STORY BY NATALIE LARIMER
Recently, there has been a lot of debate on whether or not the media should publish graphic or unsettling images and stories in response to the photo of a young Syrian boy who drowned as a result of the migrant crisis and was laying face down — clearly dead – on the beach.
These images upset many people, leading to a call for higher ethical standards of publications and news stations.
I think that’s crap. We need to be exposed to images like that. If we sugarcoat our newspapers and scribble out any real issues in our world, then what’s the point of having the news at all? I understand that it could trigger people with PTSD or something, but if we run it with a warning and don’t paste it front and center on the page of the newspaper, then I don’t see a problem.
In my journalism lecture a couple days ago, our professor asked us if we knew anything about the migrant crisis in Europe. Nobody had even heard of it. I asked my British friends and they gave me a huge explanation about how it’s affecting the economy and taking so many lives.

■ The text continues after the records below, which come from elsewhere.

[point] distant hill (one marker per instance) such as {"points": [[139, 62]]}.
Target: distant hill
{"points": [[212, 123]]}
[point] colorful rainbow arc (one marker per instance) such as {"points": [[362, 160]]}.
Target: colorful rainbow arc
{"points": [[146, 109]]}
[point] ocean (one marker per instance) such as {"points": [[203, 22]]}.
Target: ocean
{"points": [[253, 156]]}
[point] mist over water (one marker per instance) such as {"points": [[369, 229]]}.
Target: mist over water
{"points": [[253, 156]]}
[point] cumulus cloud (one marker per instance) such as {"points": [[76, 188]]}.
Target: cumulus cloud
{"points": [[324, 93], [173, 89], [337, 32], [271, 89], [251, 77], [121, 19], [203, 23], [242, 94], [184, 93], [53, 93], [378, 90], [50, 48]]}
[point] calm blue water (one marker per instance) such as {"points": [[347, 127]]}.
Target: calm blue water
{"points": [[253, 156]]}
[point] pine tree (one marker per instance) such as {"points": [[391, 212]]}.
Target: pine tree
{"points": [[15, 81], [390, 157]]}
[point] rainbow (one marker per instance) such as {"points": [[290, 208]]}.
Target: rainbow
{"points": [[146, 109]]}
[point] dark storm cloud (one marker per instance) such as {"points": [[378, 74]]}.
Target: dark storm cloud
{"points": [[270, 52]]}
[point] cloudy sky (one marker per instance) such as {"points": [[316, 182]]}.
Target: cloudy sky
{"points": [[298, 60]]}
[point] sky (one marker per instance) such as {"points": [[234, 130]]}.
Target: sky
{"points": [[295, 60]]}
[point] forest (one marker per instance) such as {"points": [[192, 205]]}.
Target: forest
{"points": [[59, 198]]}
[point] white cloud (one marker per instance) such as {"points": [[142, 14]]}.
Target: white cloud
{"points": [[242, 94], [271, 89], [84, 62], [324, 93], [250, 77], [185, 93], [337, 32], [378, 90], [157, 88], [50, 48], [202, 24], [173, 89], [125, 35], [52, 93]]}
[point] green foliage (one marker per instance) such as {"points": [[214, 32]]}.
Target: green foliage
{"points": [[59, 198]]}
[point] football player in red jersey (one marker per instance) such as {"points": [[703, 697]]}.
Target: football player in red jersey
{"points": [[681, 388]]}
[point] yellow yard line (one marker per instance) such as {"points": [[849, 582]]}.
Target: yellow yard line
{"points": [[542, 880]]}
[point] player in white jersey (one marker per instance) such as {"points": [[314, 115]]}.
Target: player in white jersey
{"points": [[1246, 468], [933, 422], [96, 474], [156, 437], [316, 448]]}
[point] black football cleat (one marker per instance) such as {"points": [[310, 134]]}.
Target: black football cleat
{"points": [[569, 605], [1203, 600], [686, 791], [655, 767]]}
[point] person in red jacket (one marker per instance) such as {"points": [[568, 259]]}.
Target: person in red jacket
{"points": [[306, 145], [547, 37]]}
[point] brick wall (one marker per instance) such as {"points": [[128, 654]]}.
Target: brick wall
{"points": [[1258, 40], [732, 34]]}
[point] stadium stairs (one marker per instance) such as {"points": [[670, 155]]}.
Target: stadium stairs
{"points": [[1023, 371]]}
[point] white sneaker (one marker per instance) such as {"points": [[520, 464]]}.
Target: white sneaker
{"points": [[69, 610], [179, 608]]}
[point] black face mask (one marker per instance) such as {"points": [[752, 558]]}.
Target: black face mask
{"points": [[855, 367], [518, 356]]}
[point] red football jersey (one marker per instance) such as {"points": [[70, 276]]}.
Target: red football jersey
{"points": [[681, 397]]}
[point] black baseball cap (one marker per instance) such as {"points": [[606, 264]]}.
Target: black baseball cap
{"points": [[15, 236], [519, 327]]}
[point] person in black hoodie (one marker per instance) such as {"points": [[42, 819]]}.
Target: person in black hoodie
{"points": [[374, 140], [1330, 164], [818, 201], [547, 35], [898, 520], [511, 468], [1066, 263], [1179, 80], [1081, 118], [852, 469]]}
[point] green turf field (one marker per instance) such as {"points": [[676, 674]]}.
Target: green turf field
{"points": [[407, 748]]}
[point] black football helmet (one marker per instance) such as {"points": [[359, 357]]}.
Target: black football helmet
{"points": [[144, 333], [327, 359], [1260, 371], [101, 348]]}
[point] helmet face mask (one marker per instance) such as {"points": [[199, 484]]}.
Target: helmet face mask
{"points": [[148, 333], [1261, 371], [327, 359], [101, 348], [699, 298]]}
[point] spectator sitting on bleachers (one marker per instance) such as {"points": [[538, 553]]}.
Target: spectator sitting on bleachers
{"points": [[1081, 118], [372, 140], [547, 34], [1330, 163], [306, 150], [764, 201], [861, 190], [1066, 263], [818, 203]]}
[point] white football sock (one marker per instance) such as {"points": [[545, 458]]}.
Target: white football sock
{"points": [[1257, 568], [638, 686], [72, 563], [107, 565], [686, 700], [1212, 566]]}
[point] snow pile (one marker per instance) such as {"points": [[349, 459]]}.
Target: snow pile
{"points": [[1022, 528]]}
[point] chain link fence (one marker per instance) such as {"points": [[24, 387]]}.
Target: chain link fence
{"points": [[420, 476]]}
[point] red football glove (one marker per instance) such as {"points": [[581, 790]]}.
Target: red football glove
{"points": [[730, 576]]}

The fact that I’m just now hearing about it is an indication of how our news is being censored.
When there are issues such as the migrant crisis in Europe, we need to be aware of them. We can’t just live in our little bubble of happiness when people are dying because they’re trying to flee their war-stricken country.
Remember everything that happened in Ferguson? What if we had erased any evidence of Michael Brown’s photo on every news source? Can you imagine how angry people would be? I’m mad just thinking about it.
I hate to break it to you guys, but our world is not a wonderful place filled with perfectly frosted cookies and luscious green meadows. Photos similar to the one of the Syrian boy exist because there are real problems with our world. We should know about them. Ignorance is no way to live. If it disturbs you, then you should do something about it instead of complaining about the picture.